Option number one: you can get out of the car and change the tire yourself possibly using a donut or spare tire, and be on your way.
Option number two: if you have AAA or a vehicle service program, a quick phone call can send a tow truck.
Option number three: you can call a friend who can then help you maybe with a ride to buy a spare tire.And/or:
Option number four: if you are like me and sometimes and don’t have spare, or a phone, or friend to call, start walking.
We all have options, tools that power that option. Continuing with the analogy of changing a car tire, I would not be able to change it if I did not have a tire iron. I would not be able to get a hold AAA if I did not have a phone and without that phone, I couldn’t call a friend either. Options and tools get you through crises.
Same holds true when you’re dealing with mental health high risk situation crisis. We need the proper tools individually to handle the situation with the proper response. You don’t crack an egg, so some situations, when it comes to mental health crisis, require a delicate response. While other types of crisis warrant an immediate reply.
Someone like myself who has dealt with suicidal ideation since the onset of my “symptoms” when I was a teenager may not…not require the same due diligence as someone without any previous history of suicidal ideation or verbalization and/or suicidal behavior.
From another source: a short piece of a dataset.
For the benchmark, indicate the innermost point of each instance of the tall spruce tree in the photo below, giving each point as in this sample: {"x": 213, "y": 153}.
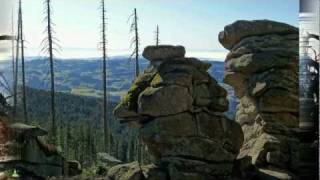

In other words, I have a past history of “morbid thoughts” and that of itself does not mean, in my particular case, I am planning to commit suicide. What it does mean, is that by the numbers, statistically speaking, I have a chance of following through… IF I DO NOT RECOGNIZE my symptoms as such. If I do not have the tools to handle such ideation and/or morbid thoughts and ideas…and dwell on the fascination of death: then that could be a problem.
One tool that has helped me in dealing with suicidal ideation and thinking in the past has been writing poetry. Some call it dark poetry – or just honestly putting down my feelings into words as I feel. I have found over the years, that when I write down in poetic form my feelings of ideation or suicidal behavior, I can close the book on that symptom. It’s as if I’ve written down my feeling, got it out of my head, and now I can forget about it and move on.
It’s funny, I use poetry when I’m depressed to write out my feelings of emotional distress but when I’m happy I draw cartoons about mental health humor… And it gets a bit strange. So, If you get a poem from me…kindly suggest I go to CSU.